Modding communities consist of gamers and developers who modify games to add new features, improve graphics, or alter gameplay. In the video, these communities are credited with pioneering the use of AI for texture upscaling, creating mods that enhance the visuals of classic games beyond their original specs.

💡Mass Effect Legendary Edition

Referenced in the video, the Mass Effect Legendary Edition is an example of a commercial application of texture upscaling where the game developers used AI to enhance the textures of the original Mass Effect trilogy, significantly improving the game's visuals for modern consoles and PCs.

💡Sprite Atlas

A sprite atlas is a collection of multiple different graphics or sprites combined into a single image. This method is used in game development to optimize performance. The video mentions sprite atlases in the context of 2D game development, where different sprites are used for character animations and environmental elements.

💡Deep Learning

Deep learning is a subset of machine learning involving neural networks with multiple layers. It is fundamental to AI-driven tasks such as image and speech recognition. In the context of the video, deep learning is crucial for effectively scaling up the resolution of textures in video games through processes like ESRGAN and DLSS.

Highlights

The graphical quality of new videogame titles continues to mature with each new generation of hardware.

Older games are being revisited through re-releases, remasters, and made available on modern hardware.

AI can be used to upscale textures from older games, making them larger, crisper, and more detailed for higher resolutions.

Super-resolution is a process where a deep learning algorithm generates a higher resolution image while maintaining the original intent.

3D game objects are comprised of models and textures, with multiple textures applied for different lighting conditions.

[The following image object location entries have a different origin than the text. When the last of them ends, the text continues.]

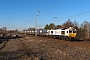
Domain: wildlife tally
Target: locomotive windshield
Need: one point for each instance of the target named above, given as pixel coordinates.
(72, 31)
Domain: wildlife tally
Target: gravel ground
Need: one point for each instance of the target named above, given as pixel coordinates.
(36, 48)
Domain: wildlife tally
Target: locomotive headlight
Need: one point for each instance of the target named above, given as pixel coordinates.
(72, 35)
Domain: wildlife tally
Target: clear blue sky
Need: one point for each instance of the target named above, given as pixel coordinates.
(14, 13)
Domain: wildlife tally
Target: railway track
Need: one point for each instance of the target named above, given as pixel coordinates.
(83, 44)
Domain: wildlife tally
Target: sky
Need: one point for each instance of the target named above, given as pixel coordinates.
(21, 14)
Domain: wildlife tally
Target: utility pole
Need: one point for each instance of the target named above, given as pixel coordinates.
(36, 22)
(25, 26)
(54, 21)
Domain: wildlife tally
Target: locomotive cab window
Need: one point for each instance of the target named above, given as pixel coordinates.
(63, 32)
(52, 32)
(74, 31)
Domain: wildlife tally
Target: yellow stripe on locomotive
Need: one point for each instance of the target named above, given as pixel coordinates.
(73, 35)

2D games hold up over time due to their aesthetic and fixed resolution, but 3D games suffer from pixelation when upscaled.

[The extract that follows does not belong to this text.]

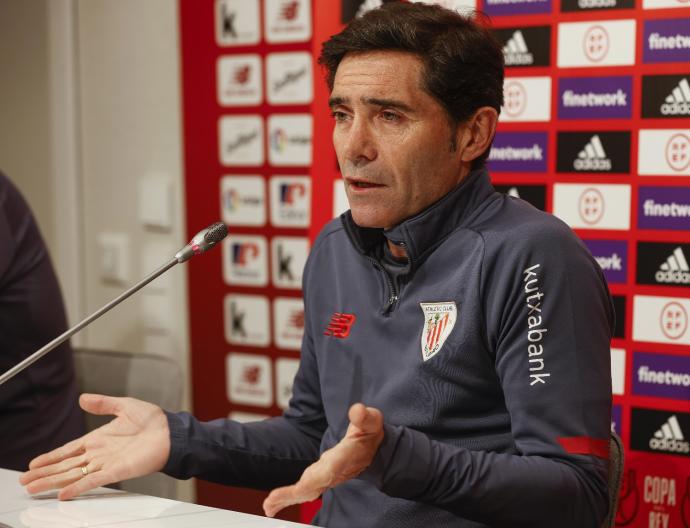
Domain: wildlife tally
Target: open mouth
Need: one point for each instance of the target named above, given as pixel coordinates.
(363, 184)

AI upscaling attempts to reproduce the original image at a higher resolution, minimizing pixelation and artifacts.

Texture upscaling is becoming an industry, with companies like Topaz Labs and Nvidia offering upscaling tools.

DLSS is an upscaling technology by Nvidia that works differently from texture upscaling, rendering games at lower resolutions and then upscaling the image.

ESRGAN (Enhanced Super-Resolution Generative Adversarial Network) is a specific type of GAN used for texture upscaling.

ESRGAN retains sharpness and detail in textures, improving upon traditional upscaling methods.

High-quality original images are crucial for effective super-resolution, as low-resolution images can result in artifacts.

Modding communities have been pivotal in applying super-resolution techniques to classic games.

The Mass Effect Legendary Edition utilized AI upscaling as part of a larger effort to rebuild art assets.

AI upscaling requires human oversight to ensure consistency and quality, especially in maintaining the original artistic intent.

Super-resolution is an ongoing development with potential for future applications in modding and remastering classic games.

The use of AI in upscaling game textures is a significant advancement in the gaming industry, allowing for enhanced visual experiences on modern hardware.